Leon’s style for these scenes is all about pairing the quietly real with the loudly excessive and it really works for this age of overwrought hierarchy and performative heroism. Poses are dynamic and expressive and the backgrounds switch between minimalist and pastoral at a moment’s notice.

There are times where one has to wonder if the lack of backgrounds aren’t the result of Leon’s time management rather than his creative choices, but that’s fairly understandable. However, there are a couple of places where the action is less than clear, and one of them comes at a kind of critical moment.

Wilson doesn’t offer a lot of insight into Farak’s powers or any special abilities of his invading adversary, so when the climactic moment comes, it’s legible but lacking in context. It feels like a bit of a let down.

Ian Herring remains a fantastic and, to my eye, under appreciated part of this series. The contrasts between the two time periods are fantastic and must be laid at his feet as much as at Leon’s. His use of shade and soft lighting in the present day is phenomenal and the switch to the bright, home-dyed colors of the past works perfectly.

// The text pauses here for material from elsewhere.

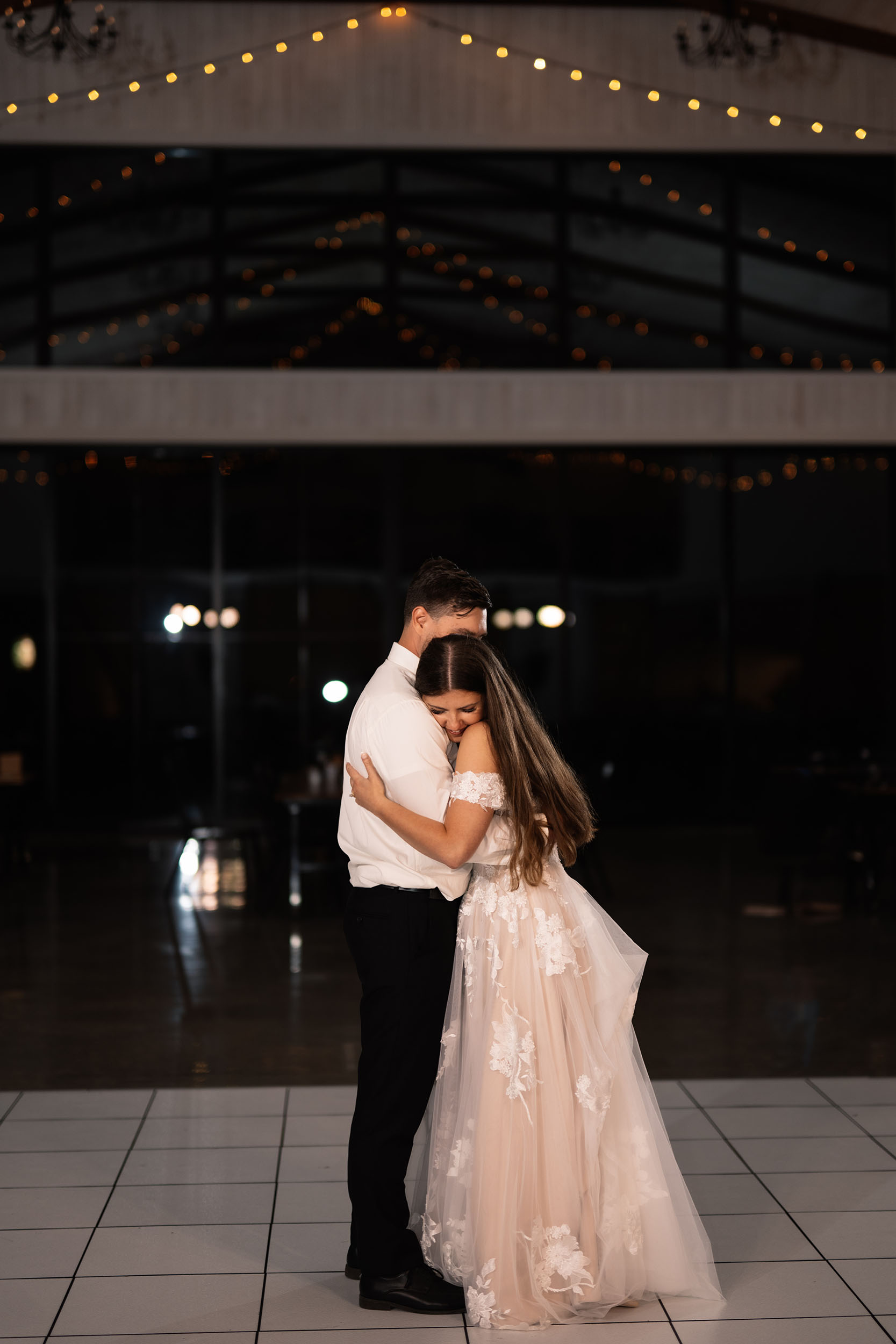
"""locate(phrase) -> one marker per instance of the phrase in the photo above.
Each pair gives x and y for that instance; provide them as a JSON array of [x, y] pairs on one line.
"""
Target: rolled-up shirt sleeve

I will say that, for a story called “Silk Road”, the issue is a little light on saturation. The colors are more than bold enough themselves and the effect is not by any means unpleasant, but it feels like everything in the foreground gets toned down a little. Perhaps this is an effect to demonstrate the flashback or to contrast with the more digital feel of the modern age, but it’s still weird to see a khan’s daughter’s finest silks so muted.

Interior art by Nico Leon and Ian Herring


Despite a solicitation promising that “The next big step for KAMALA KHAN starts here” Ms. Marvel #36 isn’t really about next steps. It’s entirely possible that the tale that G. Willow Wilson weaves here will come back in big ways in Kamala’s future, but, in the here and now, it’s more of an opportunity to stop and think than a bold step forward. And that’s fine. There’s a lovely parable at the heart of Ms. Marvel #36, and it’s nice to have a solid one-and-done story these days. Nevertheless, it doesn’t really feel necessary.

If you’re excited to see a charming what-if scenario with a lovely moral, this will satisfy, but those looking for something more traditional or weighty might feel underwhelmed. Either way, it has the Ms. Marvel charm in spades but is held back by a couple of story choices that limit its impact. Ms. Marvel #36 has some striking art, a meaningful message, and all the polish and personality that a series this good guarantees, but it’s easily the least essential issue in a long while.

Ms. Marvel #36 is currently available in comic shops from Marvel Comics.